# Part I: Fundamentals of NLP

## **Topic Modelling**

Natural Language Processing  

Author: D.Thébault

References used:  
- https://nlpdemystified.org

- https://www.khoury.northeastern.edu/home/vip/teach/DMcourse/5_topicmodel_summ/Lad-Gibbs-lecture032321.pdf

- https://arxiv.org/pdf/1505.02065v4

- https://www.youtube.com/watch?v=4DsgCZ3KTNk&t=1336s

**In this notebook we will code the Collapsed Gibbs Sampling for LDA model.**  
We will start by an introduction about CGS for LDA.  
Then we will import the packages, load the corpus and preprocess it.  
Finally, we will code the CGS for LDA step by step.

### Colapsed Gibbs Sampling (CGS) for LDA

**How do we go from data to a set of topics describing that data ?**

Inferring these distributions directly is intractable (prohibitive amount of computational resources).  
Instead we use an approximate inference technique called <u>**Collapsed Gibbs Sampling (CGS)**</u>.  

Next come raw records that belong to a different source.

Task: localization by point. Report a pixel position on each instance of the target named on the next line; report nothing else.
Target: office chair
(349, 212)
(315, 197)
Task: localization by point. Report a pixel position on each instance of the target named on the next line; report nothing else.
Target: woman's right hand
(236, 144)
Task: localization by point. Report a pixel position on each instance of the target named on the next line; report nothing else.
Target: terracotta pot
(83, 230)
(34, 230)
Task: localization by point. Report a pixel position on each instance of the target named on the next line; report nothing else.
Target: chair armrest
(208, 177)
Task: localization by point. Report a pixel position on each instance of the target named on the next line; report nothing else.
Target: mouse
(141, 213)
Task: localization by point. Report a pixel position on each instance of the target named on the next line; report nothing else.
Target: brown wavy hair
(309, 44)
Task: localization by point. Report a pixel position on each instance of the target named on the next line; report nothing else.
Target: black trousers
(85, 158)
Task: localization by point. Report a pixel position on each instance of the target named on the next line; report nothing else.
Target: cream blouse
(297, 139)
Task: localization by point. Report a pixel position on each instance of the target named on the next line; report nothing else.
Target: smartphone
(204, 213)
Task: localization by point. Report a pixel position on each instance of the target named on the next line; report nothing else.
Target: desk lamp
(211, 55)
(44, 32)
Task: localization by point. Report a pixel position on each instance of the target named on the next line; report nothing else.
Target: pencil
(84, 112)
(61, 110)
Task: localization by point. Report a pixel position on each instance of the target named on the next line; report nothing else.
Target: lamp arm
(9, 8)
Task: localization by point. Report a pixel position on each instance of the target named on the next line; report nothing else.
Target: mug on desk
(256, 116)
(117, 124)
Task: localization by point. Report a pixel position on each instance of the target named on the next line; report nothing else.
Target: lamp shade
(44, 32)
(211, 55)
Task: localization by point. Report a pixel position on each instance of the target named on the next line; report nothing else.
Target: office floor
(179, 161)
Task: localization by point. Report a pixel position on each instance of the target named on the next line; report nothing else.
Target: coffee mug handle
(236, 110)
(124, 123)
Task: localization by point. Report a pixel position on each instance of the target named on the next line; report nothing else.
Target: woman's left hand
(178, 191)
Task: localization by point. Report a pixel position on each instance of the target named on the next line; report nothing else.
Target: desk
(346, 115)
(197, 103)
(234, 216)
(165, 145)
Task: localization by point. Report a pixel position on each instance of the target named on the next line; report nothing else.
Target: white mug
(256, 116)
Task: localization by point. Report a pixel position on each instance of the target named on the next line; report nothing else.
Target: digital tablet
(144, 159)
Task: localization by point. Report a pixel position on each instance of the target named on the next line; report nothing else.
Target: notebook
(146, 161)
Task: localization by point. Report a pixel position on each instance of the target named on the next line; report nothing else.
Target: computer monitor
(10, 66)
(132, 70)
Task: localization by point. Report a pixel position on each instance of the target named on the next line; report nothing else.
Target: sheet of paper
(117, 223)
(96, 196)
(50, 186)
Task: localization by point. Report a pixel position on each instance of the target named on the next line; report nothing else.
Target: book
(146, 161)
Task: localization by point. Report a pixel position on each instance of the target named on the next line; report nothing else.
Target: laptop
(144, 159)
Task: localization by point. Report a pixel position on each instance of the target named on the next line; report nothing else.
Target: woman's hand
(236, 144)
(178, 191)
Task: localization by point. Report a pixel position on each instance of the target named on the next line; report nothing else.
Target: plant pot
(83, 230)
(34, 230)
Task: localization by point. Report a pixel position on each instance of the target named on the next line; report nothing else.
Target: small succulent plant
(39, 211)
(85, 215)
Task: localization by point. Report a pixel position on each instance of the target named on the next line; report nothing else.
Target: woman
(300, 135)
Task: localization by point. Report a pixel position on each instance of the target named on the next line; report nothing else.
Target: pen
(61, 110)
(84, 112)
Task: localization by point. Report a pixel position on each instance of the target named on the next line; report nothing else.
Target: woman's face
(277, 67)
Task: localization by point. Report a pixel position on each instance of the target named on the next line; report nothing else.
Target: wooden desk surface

CGS simplifies the inference because we don't have to sample explicitly the topics and words distributions.  

Instead, CGS estimates these distributions by sampling the topics associated with the words in the corpus. 

**Monte Carlo Markov Chain (MCMC)**  

MCMC is a classical algorithm for sampling from multivariate probability distributions.  
It provides an easy way to sample from high dimensional distributions.  

For a joint distibution that is difficult to sample from directly, Gibbs sampling  
is a way to sample only one variable at a time while fixing the values of the others variables.  
In the CGS, the conditional probability which is maximized for topic modelling (LDA)  
is the probability to assign a topic $z$ to a word $w$ in a document $d$.  
For each word $w$ in a document $d$, the algorithm maximizes the conditional probability:  

$p(z \mid w, d, z_{-i})$  

where $z_{-i}$ represents the assignments of topics for all words except $i$.  
The word $i$ is temporarly deleted of counting to avoid a bias in the sample.  


### The CGS algorithm  

- Part 1. Initialization of the matrices,  

- Part 2. Update the topic assignments for each word in each document.  

    Loop:  
    For each word in each document, we will:  
        - 1. Remove the current topic assignment.  
        - 2. Compute the probability of assigning the word to each topic.  
        - 3. Sample a new topic assignment based on the computed probabilities.  
        - 4. Update the count matrices with the new topic assignment.  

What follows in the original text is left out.